Two failure modes catch first-time fine-tuners, and both are avoidable once you know to look for them. Overfitting happens when you train too long or on too few examples, and the model memorises your training data instead of learning the general pattern — it dazzles on examples it has seen and stumbles on anything new. The second is catastrophic forgetting, where aggressive fine-tuning erodes the broad abilities the base model arrived with, leaving it sharper on your narrow task but worse at everything around it. Your held-out test set catches the first, and including some general examples alongside your task-specific ones guards against the second. Both are reasons to fine-tune gently and measure constantly rather than training as hard as the hardware allows. The instinct to squeeze every last drop from a training run is exactly what produces a brittle model, so stop at the point where your test scores plateau rather than pushing until they start to slip.

Prefer it built and managed for you?

The hardest part of fine-tuning is not the training — it is deciding whether you need it at all, then building the dataset and the evaluation that make it worthwhile. BSH Technologies helps you choose correctly between prompting, retrieval, and fine-tuning, and executes whichever path the evidence supports. Before you invest in retraining, talk to BSH Technologies or browse our AI & automation services.

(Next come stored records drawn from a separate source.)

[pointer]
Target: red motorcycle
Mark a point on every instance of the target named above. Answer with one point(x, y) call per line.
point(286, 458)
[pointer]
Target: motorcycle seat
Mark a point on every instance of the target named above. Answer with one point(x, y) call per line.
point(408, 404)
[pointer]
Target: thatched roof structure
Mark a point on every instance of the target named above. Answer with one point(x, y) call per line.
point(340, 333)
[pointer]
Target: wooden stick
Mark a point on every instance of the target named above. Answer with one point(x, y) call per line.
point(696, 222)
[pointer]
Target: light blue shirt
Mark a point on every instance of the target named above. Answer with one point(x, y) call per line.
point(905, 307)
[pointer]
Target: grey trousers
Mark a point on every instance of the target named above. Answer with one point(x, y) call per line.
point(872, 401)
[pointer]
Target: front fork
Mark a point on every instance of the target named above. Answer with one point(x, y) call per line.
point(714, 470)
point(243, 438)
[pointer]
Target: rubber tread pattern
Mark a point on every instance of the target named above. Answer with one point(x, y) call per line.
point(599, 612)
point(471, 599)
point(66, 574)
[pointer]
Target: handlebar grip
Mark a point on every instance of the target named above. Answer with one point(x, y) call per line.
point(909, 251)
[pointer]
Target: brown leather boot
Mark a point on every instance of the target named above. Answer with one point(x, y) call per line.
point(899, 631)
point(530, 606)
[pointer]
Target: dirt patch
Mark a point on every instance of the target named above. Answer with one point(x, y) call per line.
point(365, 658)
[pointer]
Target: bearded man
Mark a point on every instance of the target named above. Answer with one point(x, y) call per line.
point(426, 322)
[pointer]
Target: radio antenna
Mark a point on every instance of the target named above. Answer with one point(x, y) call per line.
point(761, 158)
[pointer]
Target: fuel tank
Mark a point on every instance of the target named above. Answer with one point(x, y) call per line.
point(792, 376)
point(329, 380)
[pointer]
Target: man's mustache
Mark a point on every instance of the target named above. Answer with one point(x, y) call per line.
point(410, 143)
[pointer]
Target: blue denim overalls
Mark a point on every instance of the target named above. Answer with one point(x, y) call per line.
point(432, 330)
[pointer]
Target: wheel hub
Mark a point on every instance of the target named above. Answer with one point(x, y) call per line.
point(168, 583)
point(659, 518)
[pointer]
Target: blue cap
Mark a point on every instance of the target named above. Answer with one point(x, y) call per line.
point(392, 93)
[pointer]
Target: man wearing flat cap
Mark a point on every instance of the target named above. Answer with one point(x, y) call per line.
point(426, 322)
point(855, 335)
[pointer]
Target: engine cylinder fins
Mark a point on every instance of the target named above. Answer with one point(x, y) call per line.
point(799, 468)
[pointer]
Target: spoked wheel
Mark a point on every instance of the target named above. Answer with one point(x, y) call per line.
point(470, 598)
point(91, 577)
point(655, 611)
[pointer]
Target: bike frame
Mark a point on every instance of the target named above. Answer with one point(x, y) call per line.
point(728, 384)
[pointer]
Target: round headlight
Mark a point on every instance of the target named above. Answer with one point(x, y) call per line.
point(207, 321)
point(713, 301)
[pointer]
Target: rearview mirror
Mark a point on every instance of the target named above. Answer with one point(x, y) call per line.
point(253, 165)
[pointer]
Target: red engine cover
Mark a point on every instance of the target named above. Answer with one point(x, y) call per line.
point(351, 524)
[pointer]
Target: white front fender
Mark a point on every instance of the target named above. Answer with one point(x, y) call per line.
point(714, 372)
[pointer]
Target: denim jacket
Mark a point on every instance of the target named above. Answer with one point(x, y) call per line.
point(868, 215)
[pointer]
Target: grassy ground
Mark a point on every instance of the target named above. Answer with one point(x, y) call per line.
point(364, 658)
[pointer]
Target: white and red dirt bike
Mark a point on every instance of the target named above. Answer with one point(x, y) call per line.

Frequently asked questions

When should I fine-tune an LLM instead of using RAG?

Fine-tune when you need the model to consistently adopt a specific style, voice, or output format, or to handle a specialised task that prompting cannot pin down. Use retrieval-augmented generation when the model needs to answer from your facts, since RAG updates by changing documents rather than retraining. Many teams who think they need fine-tuning actually need better retrieval.

How much data do I need to fine-tune an LLM?

Quality matters more than quantity. A few hundred clean, consistent, representative input-output examples often outperform thousands of noisy ones, because the model learns exactly what you show it. Curating that dataset carefully is the real work of fine-tuning and the main driver of the final quality, far more than the size of the dataset alone.

Can I fine-tune an LLM without expensive hardware?

Yes. Parameter-efficient methods like LoRA and QLoRA train only a small set of added weights instead of the whole model, which dramatically reduces the hardware and time needed. With these, you can fine-tune a mid-sized open model on a single capable GPU, including affordable rented cloud GPU time, making fine-tuning accessible to well-organised teams.

Does fine-tuning teach a model new facts?

Not reliably, and this is a common misunderstanding. Fine-tuning shapes how a model responds rather than durably teaching it specific facts, and trying to inject knowledge this way is inefficient and quickly outdated. To give a model current, factual knowledge, use retrieval-augmented generation, which feeds it your documents at query time and updates simply by editing those documents.